Il 19 settembre 2026 la città di Ancona ha celebrato l’inaugurazione di Mosaic un centro dedicato alla musica e alla cultura giovanile, ubicato in via Flavia, nel quartiere Ponterosso. L’evento di apertura, arricchito da concerti, food-truck e una mostra di un liutaio locale, ha segnato il ritorno di un edificio che per anni era stato soggetto a vandalismi, trasformandolo in un punto di aggregazione permanente.
Il nome Mosaic, acronimo di Musica, Orientamento, Sostegno, Aggregazione per Iniziative Comuni, sintetizza l’obiettivo del progetto: creare un ecosistema dove creatività, formazione e imprenditorialità musicale possano svilupparsi in sinergia. Il centro, di circa 500 m² distribuiti su due piani con giardino, dispone di due sale prova, una regia, una sala produzione, due terrazze con palco esterno e una stanza polivalente, pronta ad ospitare concerti, mostre e laboratori.
Mosaic: rigenerazione urbana al servizio dei giovani
Il Comune di Ancona, grazie a un finanziamento di 350 mila euro ottenuto tramite un bando nazionale promosso da ANCI, ha coperto il costo di ristrutturazione dell’immobile. A completare il sostegno economico, ERAP Marche ha investito 56 mila euro per interventi di adeguamento tecnico, insonorizzazione e abbattimento delle barriere architettoniche.
Il progetto è stato concepito per la fascia d’età 18-35 anni e mira a trasformare un investimento di Rigenerazione urbana in un investimento sul futuro delle nuove generazioni.
Gestione giovane: il ruolo di Piattaforma APS
L’amministrazione comunale ha affidato la gestione di Mosaic, per cinque anni, a Piattaforma APS un’associazione di promozione sociale composta da giovani under 35.
Il project manager Giacomo Fracascia descrive lo spazio come “una casa della musica”, dove chiunque può provare, registrare o esibirsi.
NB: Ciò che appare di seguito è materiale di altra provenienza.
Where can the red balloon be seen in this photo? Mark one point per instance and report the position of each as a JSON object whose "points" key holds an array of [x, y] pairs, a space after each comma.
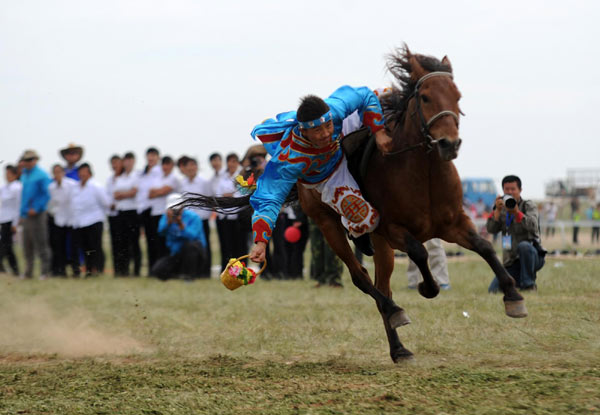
{"points": [[292, 234]]}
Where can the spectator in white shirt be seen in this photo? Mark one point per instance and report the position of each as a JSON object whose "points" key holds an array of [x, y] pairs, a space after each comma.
{"points": [[128, 233], [10, 203], [59, 223], [116, 164], [90, 204], [166, 184], [151, 173], [193, 183]]}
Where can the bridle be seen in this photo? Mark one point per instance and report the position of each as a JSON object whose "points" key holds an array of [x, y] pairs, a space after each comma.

Il primo anno, il Comune contribuirà con 38 mila euro per affitto, utenze e manutenzione, con l’obiettivo di rendere autosufficiente la gestione entro il termine della concessione.
Programmazione e prime iniziative
Il calendario inaugurale parte il 20 settembre con un concerto dei Atarde e la performance di Isabella Privitera, finalista di Musicultura 2026. Tra le attività previste troviamo anche un showcase di stampa 3D, una mostra di un liutaio marchigiano e la partecipazione di brand nazionali: la Sala Montarbo ospiterà eventi live, grazie alla sponsorizzazione del marchio di strumenti musicali. Il centro si propone di offrire corsi di produzione digitale, laboratori di orientamento professionale e spazi per la sperimentazione artistica.
Impatto sociale e prospettive future
Il sindaco Daniele Silvetti ha sottolineato che “la musica è la risposta più efficace al disagio giovanile”, evidenziando il ruolo di Mosaic come antidoto alle problematiche di ordine pubblico. L’assessore Marco Battino ha aggiunto che l’obiettivo è fare di Ancona un hub nazionale per l’industria musicale, favorendo l’incontro tra giovani, imprese e professionisti. Con il supporto di enti locali, sponsor e la partecipazione attiva dei giovani, Mosaic si propone di diventare un modello di cultura inclusiva e di sviluppo economico locale.